Effects of the Planetary Temperature on the Circumplanetary Disk and on the Gap

Abstract: Circumplanetary disks regulate the late accretion to the giant planet and serve as the birthplace for satellites. Understanding their characteristics via simulations also helps to prepare for their observations. Here we study disks around 1, 3, 5, 10 $\mathrm{M_{Jup}}$ planets with three dimensional, global radiative hydrodynamic simulations with sub-planet peak resolution, and various planetary temperatures. We found that as the 1 $\mathrm{M_{Jup}}$ planet radiates away its formation heat, the circumplanetary envelope transitions to a disk between $T_p = 6000$ K and 4000 K. In the case of 3-10 $\mathrm{M_{Jup}}$ planets a disk always forms. The temperature profile of the circumplanetary disks is very steep, the inner 1/6th is over the silicate condensation temperature and the entire disk is above water freezing point, making satellite formation impossible in this early stage ($<$1 Myr). Satellites might form much later and first in the outer parts of the disk migrating inwards later on. Our disk masses are $1, 7, 20, 40 \times 10^{-3}\mathrm{M_{Jup}}$ for the 1, 3, 5, 10 $\mathrm{M_{Jup}}$ gas giants respectively, and we provide an empirical formula to estimate the subdisk masses based on the planet- and circumstellar disk mass.

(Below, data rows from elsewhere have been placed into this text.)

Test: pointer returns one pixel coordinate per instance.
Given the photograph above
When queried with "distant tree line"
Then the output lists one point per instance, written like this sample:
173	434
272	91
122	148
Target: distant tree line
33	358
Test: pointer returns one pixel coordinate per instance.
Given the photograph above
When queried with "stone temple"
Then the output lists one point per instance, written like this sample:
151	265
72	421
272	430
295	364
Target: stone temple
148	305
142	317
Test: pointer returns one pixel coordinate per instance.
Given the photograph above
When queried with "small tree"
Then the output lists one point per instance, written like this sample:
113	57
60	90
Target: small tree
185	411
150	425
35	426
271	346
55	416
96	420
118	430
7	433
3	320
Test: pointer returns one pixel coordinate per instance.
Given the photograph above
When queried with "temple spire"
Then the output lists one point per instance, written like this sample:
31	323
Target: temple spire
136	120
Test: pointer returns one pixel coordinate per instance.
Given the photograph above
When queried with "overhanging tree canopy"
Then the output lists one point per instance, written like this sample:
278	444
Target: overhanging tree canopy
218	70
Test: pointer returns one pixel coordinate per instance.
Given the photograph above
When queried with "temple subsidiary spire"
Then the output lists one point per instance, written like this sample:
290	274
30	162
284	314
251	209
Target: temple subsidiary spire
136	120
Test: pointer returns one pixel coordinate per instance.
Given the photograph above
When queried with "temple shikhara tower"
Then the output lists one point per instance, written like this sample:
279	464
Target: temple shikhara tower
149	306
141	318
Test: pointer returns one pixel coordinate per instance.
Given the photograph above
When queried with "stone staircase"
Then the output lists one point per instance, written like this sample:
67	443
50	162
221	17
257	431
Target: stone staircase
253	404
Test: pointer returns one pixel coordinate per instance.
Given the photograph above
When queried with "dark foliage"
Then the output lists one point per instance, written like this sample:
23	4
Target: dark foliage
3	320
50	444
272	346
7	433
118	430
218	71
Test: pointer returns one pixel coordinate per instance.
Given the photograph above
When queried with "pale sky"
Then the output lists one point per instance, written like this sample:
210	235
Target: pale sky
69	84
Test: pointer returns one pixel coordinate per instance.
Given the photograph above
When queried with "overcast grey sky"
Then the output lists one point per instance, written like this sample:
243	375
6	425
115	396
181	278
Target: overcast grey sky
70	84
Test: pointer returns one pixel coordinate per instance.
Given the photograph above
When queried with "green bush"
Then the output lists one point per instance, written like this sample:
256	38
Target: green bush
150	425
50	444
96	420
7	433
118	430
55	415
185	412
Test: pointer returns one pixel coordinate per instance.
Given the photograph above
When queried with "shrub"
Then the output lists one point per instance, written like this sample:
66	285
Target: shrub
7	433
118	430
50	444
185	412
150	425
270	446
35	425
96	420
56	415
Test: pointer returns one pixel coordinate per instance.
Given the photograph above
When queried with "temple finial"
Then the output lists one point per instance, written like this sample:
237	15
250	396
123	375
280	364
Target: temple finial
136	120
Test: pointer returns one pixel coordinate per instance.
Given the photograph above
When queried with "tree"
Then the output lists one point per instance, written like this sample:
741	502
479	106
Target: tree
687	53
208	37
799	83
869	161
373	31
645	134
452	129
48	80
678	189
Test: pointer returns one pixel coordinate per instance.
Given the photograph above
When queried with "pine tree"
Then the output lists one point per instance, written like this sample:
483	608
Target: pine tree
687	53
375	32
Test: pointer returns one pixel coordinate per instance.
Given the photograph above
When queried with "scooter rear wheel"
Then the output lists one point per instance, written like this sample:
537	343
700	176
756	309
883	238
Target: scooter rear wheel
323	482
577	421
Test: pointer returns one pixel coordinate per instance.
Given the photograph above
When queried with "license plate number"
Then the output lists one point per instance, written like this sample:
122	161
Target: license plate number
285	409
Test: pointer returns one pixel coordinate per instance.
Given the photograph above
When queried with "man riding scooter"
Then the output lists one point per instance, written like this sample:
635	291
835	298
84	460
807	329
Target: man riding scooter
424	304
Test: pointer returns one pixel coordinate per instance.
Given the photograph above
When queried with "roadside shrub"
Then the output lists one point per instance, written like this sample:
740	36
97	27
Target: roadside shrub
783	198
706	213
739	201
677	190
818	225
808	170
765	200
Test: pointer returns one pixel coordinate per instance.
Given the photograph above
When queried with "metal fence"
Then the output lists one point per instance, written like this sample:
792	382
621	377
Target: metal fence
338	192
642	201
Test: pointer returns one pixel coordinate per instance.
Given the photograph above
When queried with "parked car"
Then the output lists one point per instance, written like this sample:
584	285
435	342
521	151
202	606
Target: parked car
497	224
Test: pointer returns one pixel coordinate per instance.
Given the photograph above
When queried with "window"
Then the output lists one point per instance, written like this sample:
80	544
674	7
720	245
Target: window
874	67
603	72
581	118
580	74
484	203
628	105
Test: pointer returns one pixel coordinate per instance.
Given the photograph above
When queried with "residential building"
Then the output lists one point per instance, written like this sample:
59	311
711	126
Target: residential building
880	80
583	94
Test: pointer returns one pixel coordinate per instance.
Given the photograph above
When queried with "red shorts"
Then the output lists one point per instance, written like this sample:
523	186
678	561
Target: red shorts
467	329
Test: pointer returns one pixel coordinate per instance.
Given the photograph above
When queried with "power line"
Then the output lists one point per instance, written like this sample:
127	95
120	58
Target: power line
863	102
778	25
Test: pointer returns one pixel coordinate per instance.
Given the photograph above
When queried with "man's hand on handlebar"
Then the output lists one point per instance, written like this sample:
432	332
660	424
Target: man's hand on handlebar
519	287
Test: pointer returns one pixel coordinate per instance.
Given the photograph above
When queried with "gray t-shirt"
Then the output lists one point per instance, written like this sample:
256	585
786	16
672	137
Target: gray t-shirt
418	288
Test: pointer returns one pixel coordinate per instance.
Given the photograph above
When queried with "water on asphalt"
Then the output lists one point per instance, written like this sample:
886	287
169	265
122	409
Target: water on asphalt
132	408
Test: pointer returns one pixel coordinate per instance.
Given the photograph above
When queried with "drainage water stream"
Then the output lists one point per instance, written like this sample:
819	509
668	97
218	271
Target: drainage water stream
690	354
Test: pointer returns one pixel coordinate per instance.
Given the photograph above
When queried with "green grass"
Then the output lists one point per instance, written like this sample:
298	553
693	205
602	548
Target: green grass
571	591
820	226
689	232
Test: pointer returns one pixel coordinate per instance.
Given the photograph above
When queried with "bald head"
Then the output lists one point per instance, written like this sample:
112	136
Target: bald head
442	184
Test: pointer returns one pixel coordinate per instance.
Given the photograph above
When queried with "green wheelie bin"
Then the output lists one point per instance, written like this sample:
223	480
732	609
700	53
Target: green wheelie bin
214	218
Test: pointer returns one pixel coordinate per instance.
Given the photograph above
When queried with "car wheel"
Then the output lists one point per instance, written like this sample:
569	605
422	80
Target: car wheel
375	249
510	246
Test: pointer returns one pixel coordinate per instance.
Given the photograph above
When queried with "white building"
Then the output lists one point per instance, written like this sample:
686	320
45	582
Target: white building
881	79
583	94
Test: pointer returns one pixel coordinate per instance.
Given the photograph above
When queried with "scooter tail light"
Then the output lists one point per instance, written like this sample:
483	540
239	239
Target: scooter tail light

Our finding is that the cooler the planet, the lower the temperature of the subdisk, the higher the vertical influx velocities, and the planetary gap is both deeper and wider. We also show that the gaps in 2D and 3D are different. The subdisk eccentricity increases with planetary mass and violently interacts with the circumstellar disk, making satellite-formation less likely, if $\mathrm{M_p} \gtrsim 5 \mathrm{M_{Jup}}$.